Un litigio
original
Entre
el segundo marqués de Santiago D. Dionisio Pérez Manrique y Villagrán y el
primer conde de Sierrabella D. Cristóbal Masía y Valenzuela había, por los
tiempos del virrey conde de la Monclova, una enemistad de mil demonios. El
título del primero databa desde Felipe IV, y el del segundo desde Carlos el
Hechizado; apenas treinta años de distancia entre la nobleza del uno y la del
otro.
La guerra era, digámoslo así, de casa a casa; asunto de
pergaminos más o menos amarillentos, y de un arminio, roel o dragante de más o
de menos en el escudo de armas.
A no ser los jefes de ambas casas hombres que ya peinaban canas,
de fijo que habría llegado la sangre al río.
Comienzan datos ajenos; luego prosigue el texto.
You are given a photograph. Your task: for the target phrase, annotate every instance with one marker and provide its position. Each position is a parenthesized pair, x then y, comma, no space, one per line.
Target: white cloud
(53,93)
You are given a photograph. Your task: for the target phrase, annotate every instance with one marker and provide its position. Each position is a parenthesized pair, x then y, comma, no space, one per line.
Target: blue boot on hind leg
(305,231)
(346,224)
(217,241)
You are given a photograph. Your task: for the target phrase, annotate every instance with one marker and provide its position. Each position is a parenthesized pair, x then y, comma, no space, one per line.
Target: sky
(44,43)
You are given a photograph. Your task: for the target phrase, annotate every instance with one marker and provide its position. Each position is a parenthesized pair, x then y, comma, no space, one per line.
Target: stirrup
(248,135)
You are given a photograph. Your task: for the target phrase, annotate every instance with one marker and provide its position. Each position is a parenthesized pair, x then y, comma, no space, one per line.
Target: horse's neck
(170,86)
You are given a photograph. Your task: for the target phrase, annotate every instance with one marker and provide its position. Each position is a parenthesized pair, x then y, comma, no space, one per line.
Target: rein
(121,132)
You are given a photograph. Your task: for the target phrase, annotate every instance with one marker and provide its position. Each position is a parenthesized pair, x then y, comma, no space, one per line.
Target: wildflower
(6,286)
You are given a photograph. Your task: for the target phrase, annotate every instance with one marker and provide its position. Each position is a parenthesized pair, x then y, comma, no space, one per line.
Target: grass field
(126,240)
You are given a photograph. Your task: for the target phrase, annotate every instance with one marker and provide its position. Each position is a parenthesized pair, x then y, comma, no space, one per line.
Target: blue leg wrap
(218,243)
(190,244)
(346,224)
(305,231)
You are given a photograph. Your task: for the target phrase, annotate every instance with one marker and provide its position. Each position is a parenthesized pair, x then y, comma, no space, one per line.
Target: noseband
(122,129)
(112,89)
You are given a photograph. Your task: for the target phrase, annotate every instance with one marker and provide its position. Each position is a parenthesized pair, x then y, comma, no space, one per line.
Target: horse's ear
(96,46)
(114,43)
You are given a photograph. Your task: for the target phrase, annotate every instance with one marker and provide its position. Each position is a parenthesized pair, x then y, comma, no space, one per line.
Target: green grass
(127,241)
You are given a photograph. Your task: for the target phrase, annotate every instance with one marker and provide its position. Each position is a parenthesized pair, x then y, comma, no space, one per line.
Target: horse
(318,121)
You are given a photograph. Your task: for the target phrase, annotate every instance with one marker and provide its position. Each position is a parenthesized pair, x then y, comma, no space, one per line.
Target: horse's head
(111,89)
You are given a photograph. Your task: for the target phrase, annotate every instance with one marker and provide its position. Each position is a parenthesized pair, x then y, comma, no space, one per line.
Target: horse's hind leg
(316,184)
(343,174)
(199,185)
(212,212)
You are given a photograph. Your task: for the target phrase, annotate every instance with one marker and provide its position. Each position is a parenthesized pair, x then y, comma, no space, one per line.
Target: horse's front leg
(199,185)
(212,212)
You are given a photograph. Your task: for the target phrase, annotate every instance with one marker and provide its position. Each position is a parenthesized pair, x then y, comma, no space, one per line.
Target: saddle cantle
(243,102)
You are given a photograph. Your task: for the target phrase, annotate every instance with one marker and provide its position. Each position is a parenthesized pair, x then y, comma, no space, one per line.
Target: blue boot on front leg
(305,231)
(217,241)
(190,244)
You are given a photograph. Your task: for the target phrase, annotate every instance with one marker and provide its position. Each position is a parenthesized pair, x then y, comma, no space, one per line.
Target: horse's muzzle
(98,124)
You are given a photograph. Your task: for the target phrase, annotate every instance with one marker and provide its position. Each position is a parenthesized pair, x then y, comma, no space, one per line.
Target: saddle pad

Por mucho menos ardió Troya.
Un día (que por más señas fue el 8 de septiembre de 1698) todo
lo que Lima encerraba de aristocrático estaba congregado en la iglesia de San
Agustín para oír el sermón panegírico que, con motivo de la fiesta de la
Natividad de la Virgen, debía pronunciar uno de los frailes pico de oro que
abundaban en ese convento, foco de hombres de gran saber y de portentosa
elocuencia.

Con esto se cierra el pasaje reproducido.